La forêt congolaise saigne en silence. Dans le village Mukwija, à Mungazi, des mains anonymes s’acharnent sur de jeunes plants d’eucalyptus destinés à protéger les sols contre l’érosion. Ces arbres, à peine âgés d’un an, tombent sous les coupes clandestines au crépuscule, détournés de leur mission écologique pour finir en poutres de construction. Une aberration environnementale qui menace directement l’équilibre fragile du territoire de Kalehe, déjà victime d’une déforestation accélérée.
Comment expliquer ce saccage organisé? Les plantules, mises en terre par diverses organisations dont la FAO et des ONG locales, représentaient un rempart contre la dégradation des sols. Leur destruction systématique ouvre la voie à une érosion galopante dans cette région du Sud-Kivu, pourtant classée parmi les plus vulnérables aux glissements de terrain. «Ces coupes compromettent des années d’efforts et exposent nos populations à des dangers immédiats», alerte Benjamin Mungazi, acteur de la société civile locale.
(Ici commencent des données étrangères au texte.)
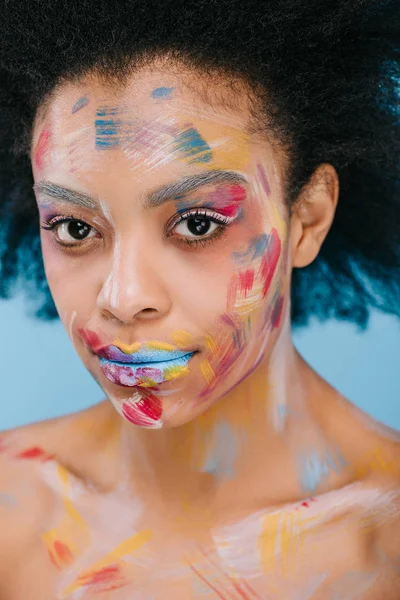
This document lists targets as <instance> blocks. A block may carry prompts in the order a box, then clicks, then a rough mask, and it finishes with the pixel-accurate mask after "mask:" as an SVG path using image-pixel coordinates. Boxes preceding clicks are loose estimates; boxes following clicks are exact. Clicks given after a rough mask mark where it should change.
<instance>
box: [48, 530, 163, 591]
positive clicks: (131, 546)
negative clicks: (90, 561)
mask: <svg viewBox="0 0 400 600" xmlns="http://www.w3.org/2000/svg"><path fill="white" fill-rule="evenodd" d="M152 535H153V534H152V532H151V530H150V529H145V530H144V531H141V532H139V533H135V535H132V536H131V537H129V538H128V539H126V540H124V541H123V542H121V543H120V544H119V545H118V546H117V547H116V548H114V550H112V551H111V552H109V553H108V554H106V555H105V556H103V557H102V558H100V559H99V560H98V561H96V562H95V563H94V564H93V565H91V566H90V567H89V569H86V570H85V571H83V572H81V573H80V574H79V575H78V577H77V579H75V581H74V582H72V583H71V584H70V585H69V586H68V587H66V588H65V589H64V590H63V591H62V592H61V596H60V597H61V598H66V597H68V596H69V594H72V593H73V592H76V591H77V590H79V588H81V587H82V585H84V582H85V580H86V581H87V580H88V579H89V580H90V578H91V577H92V576H93V575H94V573H95V572H96V571H100V570H101V569H104V568H105V567H109V566H110V565H113V564H115V563H117V562H119V561H120V560H121V559H122V558H123V557H124V556H126V555H127V554H133V553H135V552H137V551H138V550H140V548H141V547H142V546H144V544H146V543H147V542H148V541H149V540H150V539H151V537H152Z"/></svg>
La situation rappelle amèrement la tragédie de 2023 où plus de 500 personnes ont péri dans les inondations de Nyamukubi et Bushushu. Les experts s’accordent sur un point: un reboisement structuré aurait pu atténuer l’impact de cette catastrophe. Aujourd’hui, la répétition de ces coupes d’eucalyptus à Kalehe fait craindre le pire. Les sols, privés de leurs racines stabilisatrices, deviennent une poudrière écologique lors des saisons pluvieuses.
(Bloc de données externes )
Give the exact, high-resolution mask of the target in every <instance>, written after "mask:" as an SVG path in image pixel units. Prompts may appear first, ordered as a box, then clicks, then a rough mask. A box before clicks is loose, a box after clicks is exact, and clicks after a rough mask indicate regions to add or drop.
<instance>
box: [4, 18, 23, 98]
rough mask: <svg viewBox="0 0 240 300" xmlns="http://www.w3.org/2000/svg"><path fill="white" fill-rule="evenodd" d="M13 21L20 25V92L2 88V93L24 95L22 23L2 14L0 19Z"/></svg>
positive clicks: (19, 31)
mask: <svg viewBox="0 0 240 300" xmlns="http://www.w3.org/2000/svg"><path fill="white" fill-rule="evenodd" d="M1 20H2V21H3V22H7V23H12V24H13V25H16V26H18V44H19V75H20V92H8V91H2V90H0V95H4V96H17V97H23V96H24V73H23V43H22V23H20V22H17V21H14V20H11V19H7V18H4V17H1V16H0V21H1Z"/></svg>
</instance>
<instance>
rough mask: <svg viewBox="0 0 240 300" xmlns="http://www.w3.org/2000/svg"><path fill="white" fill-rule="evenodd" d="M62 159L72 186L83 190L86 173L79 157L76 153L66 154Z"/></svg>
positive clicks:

Le paradoxe est saisissant: ceux-là mêmes qui devraient protéger ces arbres les sacrifient pour des besoins immédiats de construction. Une vision à courte vue qui ignore les conséquences à long terme sur l’environnement et la sécurité des communautés. La protection environnementale en RDC passe pourtant par ce type d’initiatives de reboisement au Sud-Kivu, où chaque arbre planté représente un rempart contre l’érosion.
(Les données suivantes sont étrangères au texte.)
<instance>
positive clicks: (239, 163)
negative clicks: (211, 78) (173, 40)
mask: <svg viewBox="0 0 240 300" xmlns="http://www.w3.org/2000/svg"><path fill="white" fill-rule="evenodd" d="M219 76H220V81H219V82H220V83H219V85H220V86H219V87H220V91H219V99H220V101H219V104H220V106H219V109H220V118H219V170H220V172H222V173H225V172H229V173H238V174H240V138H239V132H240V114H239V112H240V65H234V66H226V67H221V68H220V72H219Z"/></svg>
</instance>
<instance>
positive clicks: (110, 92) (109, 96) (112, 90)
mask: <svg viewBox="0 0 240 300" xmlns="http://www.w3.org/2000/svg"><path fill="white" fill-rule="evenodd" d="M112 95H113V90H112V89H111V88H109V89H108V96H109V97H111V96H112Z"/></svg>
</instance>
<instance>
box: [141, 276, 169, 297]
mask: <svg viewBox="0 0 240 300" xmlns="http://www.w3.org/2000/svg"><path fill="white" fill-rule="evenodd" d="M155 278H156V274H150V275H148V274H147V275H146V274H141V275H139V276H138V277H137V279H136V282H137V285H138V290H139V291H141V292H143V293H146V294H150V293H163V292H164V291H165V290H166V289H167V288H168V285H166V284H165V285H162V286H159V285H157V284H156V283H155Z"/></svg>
Les organisations environnementales tirent la sonnette d’alarme. Leur travail de sensibilisation auprès des communautés locales semble insuffisant face à l’urgence des besoins en habitat. Faut-il renforcer la surveillance? Impliquer davantage les autorités traditionnelles? La question mérite d’être posée alors que la déforestation à Kalehe prend des proportions inquiétantes.
La solution réside peut-être dans une approche intégrée, combinant reboisement et alternatives durables pour les matériaux de construction. Des programmes qui permettraient aux populations de bénéficier des ressources sans compromettre l’équilibre écologique. Car sans une action concertée, c’est tout l’écosystème régional qui risque de basculer.
La forêt congolaise, poumon de l’Afrique, mérite mieux que ce cycle infernal de destruction. Chaque eucalyptus abattu à Mungazi représente un pas de plus vers l’asphyxie des sols et l’aggravation des risques naturels. Il est temps que la protection de l’environnement devienne une priorité absolue, avant que la nature ne présente à nouveau sa facture, toujours plus lourde et plus douloureuse.